@australian.dev.nerds There is no need to specify additional load or save options upon conversion form MHTML to PDF. You can use the following code to convert MHTML to PDF:
Document doc = new Document(@"in.mhtml");
Aspose.Words does not allocate any unmanaged resources upon loading document, so there is no need to dispose the Document object, it is collected by garbage collector once Document object is out of scope.
LoadOptions is a base class for HtmlLoadOptions, so all options available in LoadOptions class are also available in HtmlLoadOptions class. HtmlLoadOptions also provides properties which are specific for HTML-like formats.
Could you please attach your input MHTML document here for testing? We will check the issue and provide you more information. The problem might occur because the image is not available or Aspose.Words does not have access to it. You can implement IResourceLoadingCallback interface if you want to control how Aspose.Words loads external resources when importing a document.
Hello, wonder if no one ever asked to have this as a feature request? Words is not an end user app but a high-end high-priced SDK, flexibility is demanded.
One thing: if we use Words.FileFormatUtil.DetectFileFormat just to check the file format for other purposes (not for opening by Aspose Words) what should I do if default enum Auto is returned?! How to interpret the file type then?

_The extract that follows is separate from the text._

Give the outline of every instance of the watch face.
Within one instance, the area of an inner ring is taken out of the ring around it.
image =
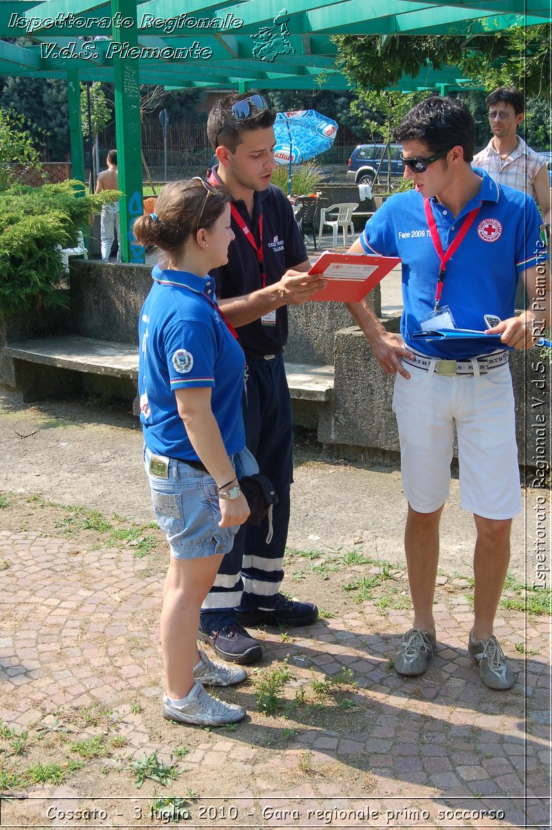
[[[219,493],[218,495],[220,496],[221,499],[224,499],[226,501],[234,501],[234,500],[238,497],[241,492],[242,491],[237,486],[237,485],[235,485],[233,487],[231,487],[230,490],[227,491],[226,493]]]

@australian.dev.nerds I have logged a feature request in our defect tracking system as WORDSNET-25551. We will consider adding such feature.
Words.FileFormatUtil.DetectFileFormat method never returns LoadFormat.Auto. This enum value is used by Document constructor to let Aspose.Words know that it should auto detect load format (default behavior when no load options are passed).
@australian.dev.nerds Thank you for additional information. The image in your MHTML document is not accessible. It is not displayed when view the document in browser or when open document in MS Word. The problematic image URL is the following: https://docs.microsoft.com/answers/themes/minerva/images/qna-email-logo.png
If convert document to PDF using MS Word the image is also not loaded: aw.pdf (63.0 KB) ms.pdf (21.5 KB)
Thanks, not so sure, open in browser: Untitled.jpg (20.2 KB)
Anyway, kindly run this project sample to compare Words vs Cells conversion.
Yep, Cells’ output is a waste, but at least it downloads the image, word never get it, tested against many emails: WindowsApplication55.zip (19.6 KB)
Tiff / epub / xps - only saves the 1st page, possible to have all pages in a single file?
And the image download problem I had earlier still exists, I disabled my whole Windows Firewall, can’t find the problem, are you running my exact project code above? If yes, any idea what might be wrong?